What younger women can do to avoid breast cancer
Guidelines recommend women begin getting yearly screening mammograms at age 40, but what if you’re younger than 40?
“In other medical conditions, young, healthy people often have an advantage and better outcomes when compared to older individuals,” says Dr. Rosalinda Alvarado, breast surgeon from the Cancer Institute at Advocate Illinois Masonic Medical Center in Chicago. “This is not the case with breast cancer. Because women under 40 generally aren’t getting regularly scheduled screening mammograms, their cancers are usually diagnosed at more advanced stages, which adversely affects their prognosis.”
Dr. Alvarado says earlier screening for all women is not the solution.
“Women under 40 tend to have dense breast tissue, which makes it challenging to detect cancer using standard mammography,” she says. “Weighing the risks of mammography — like exposure to radiation and risk for a false-positive result — against the benefits, beginning screening at age 40 is best for most women who are deemed to be at average risk for the development of breast cancer. It’s essential to properly counsel women and determine if they are at high risk.”
- Know your breasts. Familiarize yourself with how they normally look and feel. That way, you’re more likely to notice a change. Watch for changes in breast shape or size, nipple discharge or pain in your breasts. Although these changes are often benign, they are important to note, especially if they persist for several menstrual cycles. If this is the case, see your doctor.

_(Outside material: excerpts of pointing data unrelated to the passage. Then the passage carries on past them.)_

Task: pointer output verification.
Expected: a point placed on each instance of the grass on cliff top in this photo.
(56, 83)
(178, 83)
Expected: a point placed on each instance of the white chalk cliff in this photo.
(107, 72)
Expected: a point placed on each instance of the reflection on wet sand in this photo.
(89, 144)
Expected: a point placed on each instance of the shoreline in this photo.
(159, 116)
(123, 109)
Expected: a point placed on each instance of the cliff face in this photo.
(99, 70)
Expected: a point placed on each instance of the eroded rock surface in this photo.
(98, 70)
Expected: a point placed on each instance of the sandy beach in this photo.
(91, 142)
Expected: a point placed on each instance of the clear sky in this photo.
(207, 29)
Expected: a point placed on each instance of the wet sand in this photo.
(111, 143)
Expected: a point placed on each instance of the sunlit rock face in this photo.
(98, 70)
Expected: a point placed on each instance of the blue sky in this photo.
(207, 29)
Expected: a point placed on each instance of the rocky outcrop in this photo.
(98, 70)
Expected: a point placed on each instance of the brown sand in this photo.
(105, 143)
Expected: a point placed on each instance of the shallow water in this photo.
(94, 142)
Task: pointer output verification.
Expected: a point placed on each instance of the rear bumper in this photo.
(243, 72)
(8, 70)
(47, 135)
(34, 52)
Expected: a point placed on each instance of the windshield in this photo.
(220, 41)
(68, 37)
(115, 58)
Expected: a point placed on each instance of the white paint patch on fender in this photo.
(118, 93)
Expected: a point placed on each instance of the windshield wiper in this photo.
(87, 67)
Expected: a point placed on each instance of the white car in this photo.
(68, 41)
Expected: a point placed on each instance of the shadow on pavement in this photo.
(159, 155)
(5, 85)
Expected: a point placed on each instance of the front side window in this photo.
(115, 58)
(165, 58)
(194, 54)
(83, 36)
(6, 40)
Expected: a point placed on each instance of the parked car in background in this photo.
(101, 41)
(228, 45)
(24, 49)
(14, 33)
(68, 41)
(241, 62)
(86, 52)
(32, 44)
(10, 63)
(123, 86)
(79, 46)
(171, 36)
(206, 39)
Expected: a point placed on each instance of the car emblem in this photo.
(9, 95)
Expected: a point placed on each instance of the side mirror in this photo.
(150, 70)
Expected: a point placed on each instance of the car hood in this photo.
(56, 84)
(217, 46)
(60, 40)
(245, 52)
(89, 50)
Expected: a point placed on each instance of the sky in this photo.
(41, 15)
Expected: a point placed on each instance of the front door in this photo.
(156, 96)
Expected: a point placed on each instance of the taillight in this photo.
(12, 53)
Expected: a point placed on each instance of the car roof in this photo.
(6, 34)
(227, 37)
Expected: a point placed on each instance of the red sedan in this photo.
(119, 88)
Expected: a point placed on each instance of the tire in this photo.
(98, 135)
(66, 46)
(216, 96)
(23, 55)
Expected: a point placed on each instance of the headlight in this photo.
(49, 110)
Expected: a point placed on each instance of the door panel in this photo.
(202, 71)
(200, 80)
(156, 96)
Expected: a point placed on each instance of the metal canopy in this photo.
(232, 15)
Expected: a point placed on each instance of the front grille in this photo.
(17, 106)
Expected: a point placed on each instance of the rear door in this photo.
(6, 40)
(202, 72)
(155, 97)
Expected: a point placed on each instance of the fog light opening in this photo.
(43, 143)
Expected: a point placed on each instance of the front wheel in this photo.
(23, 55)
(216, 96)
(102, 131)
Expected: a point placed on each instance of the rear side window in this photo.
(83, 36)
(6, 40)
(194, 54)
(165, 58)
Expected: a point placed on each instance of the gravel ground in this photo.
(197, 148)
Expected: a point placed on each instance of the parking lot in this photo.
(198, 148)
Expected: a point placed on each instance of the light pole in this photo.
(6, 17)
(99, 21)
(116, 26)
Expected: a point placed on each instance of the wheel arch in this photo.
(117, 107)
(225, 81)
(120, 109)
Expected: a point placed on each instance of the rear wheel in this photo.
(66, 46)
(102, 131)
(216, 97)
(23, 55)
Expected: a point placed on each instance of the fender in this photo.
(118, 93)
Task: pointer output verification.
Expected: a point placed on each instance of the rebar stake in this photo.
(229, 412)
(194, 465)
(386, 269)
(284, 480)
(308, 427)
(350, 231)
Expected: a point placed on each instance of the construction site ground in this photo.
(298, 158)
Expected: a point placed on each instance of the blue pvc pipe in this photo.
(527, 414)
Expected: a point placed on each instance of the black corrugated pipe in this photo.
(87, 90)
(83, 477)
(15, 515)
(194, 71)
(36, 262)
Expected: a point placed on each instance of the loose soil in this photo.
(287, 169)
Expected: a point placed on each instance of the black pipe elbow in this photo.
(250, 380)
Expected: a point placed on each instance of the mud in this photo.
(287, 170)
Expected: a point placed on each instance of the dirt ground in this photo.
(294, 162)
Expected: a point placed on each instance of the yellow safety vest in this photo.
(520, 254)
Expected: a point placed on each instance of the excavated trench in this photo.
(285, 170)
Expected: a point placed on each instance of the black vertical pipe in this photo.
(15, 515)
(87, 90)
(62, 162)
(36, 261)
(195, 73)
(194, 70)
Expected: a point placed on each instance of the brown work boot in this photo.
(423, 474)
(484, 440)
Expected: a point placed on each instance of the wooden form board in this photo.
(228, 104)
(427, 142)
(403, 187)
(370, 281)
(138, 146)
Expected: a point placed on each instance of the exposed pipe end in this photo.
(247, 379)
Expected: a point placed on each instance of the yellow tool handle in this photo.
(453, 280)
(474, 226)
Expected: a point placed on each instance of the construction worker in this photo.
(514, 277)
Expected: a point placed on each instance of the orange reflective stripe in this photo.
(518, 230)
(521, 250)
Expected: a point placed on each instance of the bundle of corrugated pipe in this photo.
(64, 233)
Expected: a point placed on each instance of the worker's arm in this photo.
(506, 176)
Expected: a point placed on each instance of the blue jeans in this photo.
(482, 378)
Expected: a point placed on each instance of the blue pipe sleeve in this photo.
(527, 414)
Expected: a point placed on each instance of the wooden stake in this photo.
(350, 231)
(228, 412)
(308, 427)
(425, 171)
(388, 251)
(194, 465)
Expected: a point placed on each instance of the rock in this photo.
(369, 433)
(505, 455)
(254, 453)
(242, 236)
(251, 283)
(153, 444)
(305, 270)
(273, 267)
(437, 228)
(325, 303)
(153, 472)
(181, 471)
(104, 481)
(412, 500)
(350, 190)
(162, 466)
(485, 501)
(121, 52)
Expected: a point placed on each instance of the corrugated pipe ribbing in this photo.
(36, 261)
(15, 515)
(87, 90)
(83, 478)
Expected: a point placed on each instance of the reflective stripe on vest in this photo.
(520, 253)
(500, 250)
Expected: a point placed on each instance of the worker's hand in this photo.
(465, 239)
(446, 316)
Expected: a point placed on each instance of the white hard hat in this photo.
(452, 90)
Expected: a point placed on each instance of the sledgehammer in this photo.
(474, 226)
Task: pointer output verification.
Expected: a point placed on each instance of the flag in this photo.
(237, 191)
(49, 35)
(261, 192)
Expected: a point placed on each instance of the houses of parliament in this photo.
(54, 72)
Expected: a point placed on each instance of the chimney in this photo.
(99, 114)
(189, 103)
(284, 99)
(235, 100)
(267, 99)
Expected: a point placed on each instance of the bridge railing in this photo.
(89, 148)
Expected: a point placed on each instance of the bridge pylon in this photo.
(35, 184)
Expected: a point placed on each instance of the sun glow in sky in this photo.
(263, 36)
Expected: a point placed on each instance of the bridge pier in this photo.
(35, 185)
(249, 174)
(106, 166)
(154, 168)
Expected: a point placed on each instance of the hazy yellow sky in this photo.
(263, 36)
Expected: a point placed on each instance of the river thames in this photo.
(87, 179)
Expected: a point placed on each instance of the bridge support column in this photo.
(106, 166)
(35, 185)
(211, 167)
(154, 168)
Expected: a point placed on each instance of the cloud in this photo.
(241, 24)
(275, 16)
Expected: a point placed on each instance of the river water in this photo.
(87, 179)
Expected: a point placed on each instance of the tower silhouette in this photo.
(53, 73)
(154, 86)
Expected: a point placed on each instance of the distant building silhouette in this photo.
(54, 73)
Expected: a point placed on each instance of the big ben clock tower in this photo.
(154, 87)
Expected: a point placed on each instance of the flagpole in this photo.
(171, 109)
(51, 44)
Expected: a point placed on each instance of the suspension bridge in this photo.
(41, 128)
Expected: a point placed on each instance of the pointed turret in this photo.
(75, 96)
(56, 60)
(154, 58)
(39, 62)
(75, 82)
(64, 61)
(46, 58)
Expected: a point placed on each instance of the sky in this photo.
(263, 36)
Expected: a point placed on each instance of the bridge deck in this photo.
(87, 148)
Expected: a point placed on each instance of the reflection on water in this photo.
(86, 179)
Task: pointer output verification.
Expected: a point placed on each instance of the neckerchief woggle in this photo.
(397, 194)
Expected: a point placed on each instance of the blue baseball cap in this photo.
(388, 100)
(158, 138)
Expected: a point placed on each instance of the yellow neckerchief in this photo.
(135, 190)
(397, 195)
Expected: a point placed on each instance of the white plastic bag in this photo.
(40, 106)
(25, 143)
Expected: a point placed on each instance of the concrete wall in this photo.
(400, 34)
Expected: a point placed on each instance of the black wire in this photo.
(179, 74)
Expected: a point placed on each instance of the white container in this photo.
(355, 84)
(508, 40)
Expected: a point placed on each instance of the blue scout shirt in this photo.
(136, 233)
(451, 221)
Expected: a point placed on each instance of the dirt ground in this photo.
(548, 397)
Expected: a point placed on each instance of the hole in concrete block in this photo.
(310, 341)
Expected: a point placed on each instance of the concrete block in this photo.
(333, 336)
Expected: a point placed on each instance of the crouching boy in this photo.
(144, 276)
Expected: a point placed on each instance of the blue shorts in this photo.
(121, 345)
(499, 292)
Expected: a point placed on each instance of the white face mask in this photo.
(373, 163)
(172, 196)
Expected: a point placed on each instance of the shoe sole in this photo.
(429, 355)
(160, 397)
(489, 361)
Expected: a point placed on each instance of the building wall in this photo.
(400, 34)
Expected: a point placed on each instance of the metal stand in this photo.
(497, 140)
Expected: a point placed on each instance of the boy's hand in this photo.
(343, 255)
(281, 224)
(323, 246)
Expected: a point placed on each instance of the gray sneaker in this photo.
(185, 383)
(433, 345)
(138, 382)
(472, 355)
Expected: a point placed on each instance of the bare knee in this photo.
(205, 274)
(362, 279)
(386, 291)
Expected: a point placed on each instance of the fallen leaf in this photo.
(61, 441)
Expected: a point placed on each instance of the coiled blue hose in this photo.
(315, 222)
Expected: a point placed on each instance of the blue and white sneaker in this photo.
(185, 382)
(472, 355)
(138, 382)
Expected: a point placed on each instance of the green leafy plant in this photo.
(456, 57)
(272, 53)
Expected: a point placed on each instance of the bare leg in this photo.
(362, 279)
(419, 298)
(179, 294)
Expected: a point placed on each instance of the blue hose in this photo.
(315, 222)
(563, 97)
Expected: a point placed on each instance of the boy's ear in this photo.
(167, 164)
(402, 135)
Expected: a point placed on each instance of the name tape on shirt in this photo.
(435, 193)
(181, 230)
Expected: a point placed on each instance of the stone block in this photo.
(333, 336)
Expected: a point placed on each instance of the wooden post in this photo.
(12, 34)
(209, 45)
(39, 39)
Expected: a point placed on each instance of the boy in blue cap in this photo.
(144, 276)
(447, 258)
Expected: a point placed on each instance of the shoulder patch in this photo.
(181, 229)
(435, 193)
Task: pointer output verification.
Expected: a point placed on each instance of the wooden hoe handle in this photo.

- Know your family history. Genetics can play a big role in breast cancer, so if any of your family members have had breast cancer — or ovarian cancer, which can also increase your risk — let your doctor know so you can work together to manage your risk. If you have a family history, talk with your doctor about genetic counseling and possible testing. These tests can determine if you have a mutation in your genes, such as BRCA1 or BRCA2, which increases your risk.
- Know your risk factors. Other factors besides family history can also increase your risk. For example, women of Ashkenazi Jewish heritage are significantly more likely than other women to have a gene mutation, which increases their risk of developing breast cancer. In addition, if you’ve been exposed to a significant amount of radiation over your lifetime, that could also increase your risk.
“If you are at high risk because of family history or other reasons, there’s no need to panic,” Dr. Alvarado says. “But, it’s important to take proactive steps to manage your risk. This may require regular visits with a specialist for clinical breast examinations, earlier screening and possibly breast MRI.”
There are also medical and surgical options that can lower your risk, but they are not right for everyone. Dr. Alvarado recommends working with your doctor to help you determine the best course of action for you.
“For both women at high risk and those at average risk, maintaining a healthy lifestyle can also help prevent breast cancer — and many other conditions,” Dr. Alvarado adds. “So remember the basics — eat right, exercise, maintain a healthy weight and avoid heavy alcohol consumption.”